The functional ghost in the genome machine: Holistic mapping of environmentally induced changes in the epigenome of a soil sentinel

Abstract

The realization that toxicants and other stressors can remodel or corrupt the epigenome opens an exciting new dimension for to our understanding of (eco)toxicology. Apart from elucidating mechanisms whereby populations evolve adaptations to local environmental challenges, the functional interplay between the epigenome and the genome underpins answers to important questions relating to ecotoxicology (mechanism and persistence of effects) and field-based risk assessment (potential for plasticity and adaptation). Earthworms possess an unusually high DNA methylation level (∼13%) suggesting an important regulatory role for the epigenome. Interestingly, some experts have questioned the validity of ‘traditional’ laboratory model invertebrates (e.g. nematodes and fruit flies) for epigenetic studies because these have no or very low levels of DNA methylation. Earthworms, as indicated by their high genome methylation status, however, offer to be ecologically relevant targets for epigenomic study.

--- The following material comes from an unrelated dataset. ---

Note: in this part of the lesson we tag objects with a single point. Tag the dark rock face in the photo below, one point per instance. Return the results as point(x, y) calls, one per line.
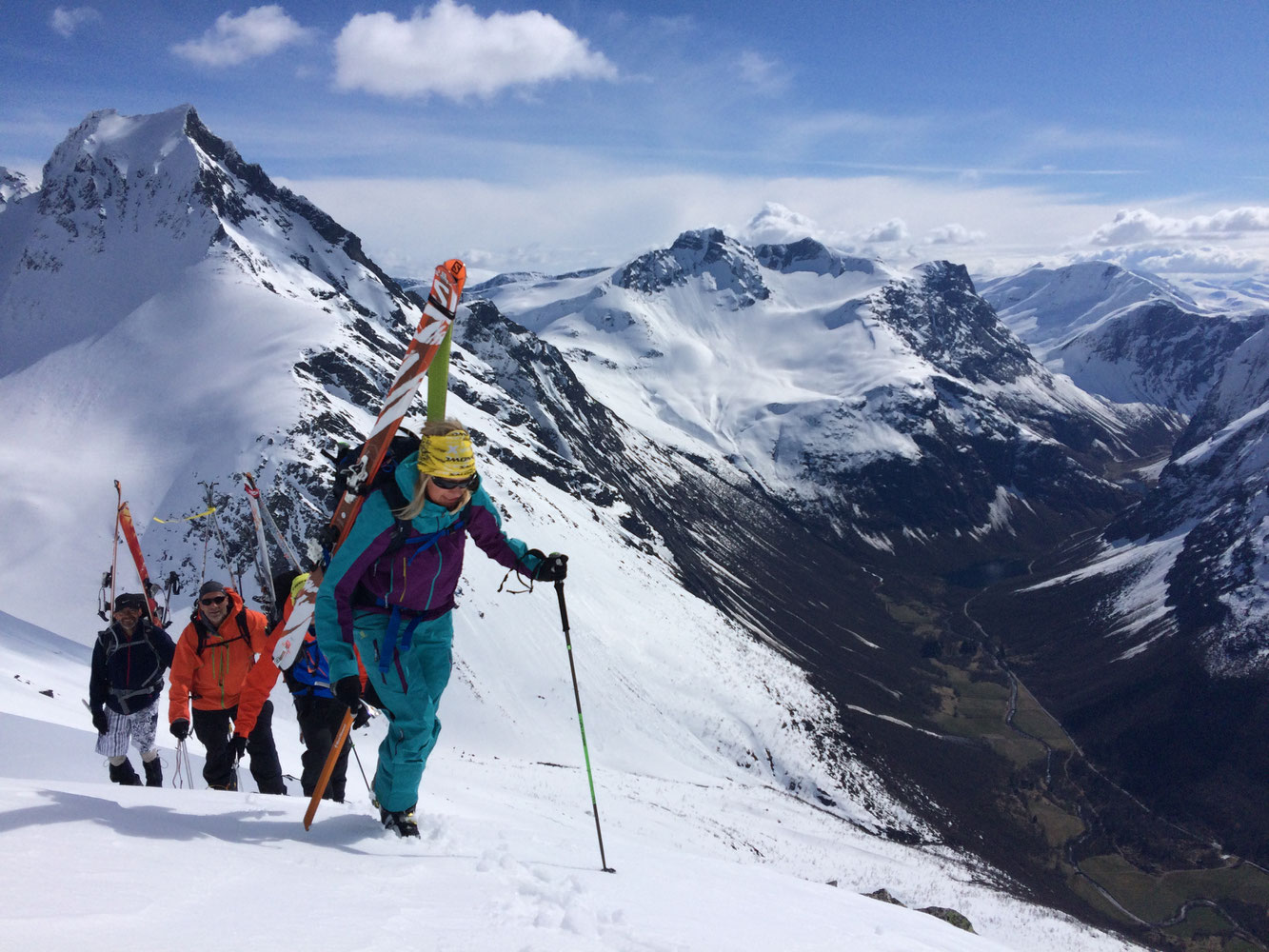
point(948, 324)
point(1158, 354)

We have explored the epigenetic modifications focusing on alterations in miRNAs and DNA methylation induced in response to environmental cues, including chemical (heavy metals) and physical (temperature and hypoxia/hypercapnia) stress in a number of sentinel earthworm species. These observations have provided key insights into the contribution of epigenetic modification in long term (micro-evolution/adaptation) and short term (acclimatisation) response to chemical and physical challenges. Informatic linkage of contaminated modified epigenetic alterations to modulation in the global transcriptome provides insights into the mechanisms basis that underpins an organism's toxicological response.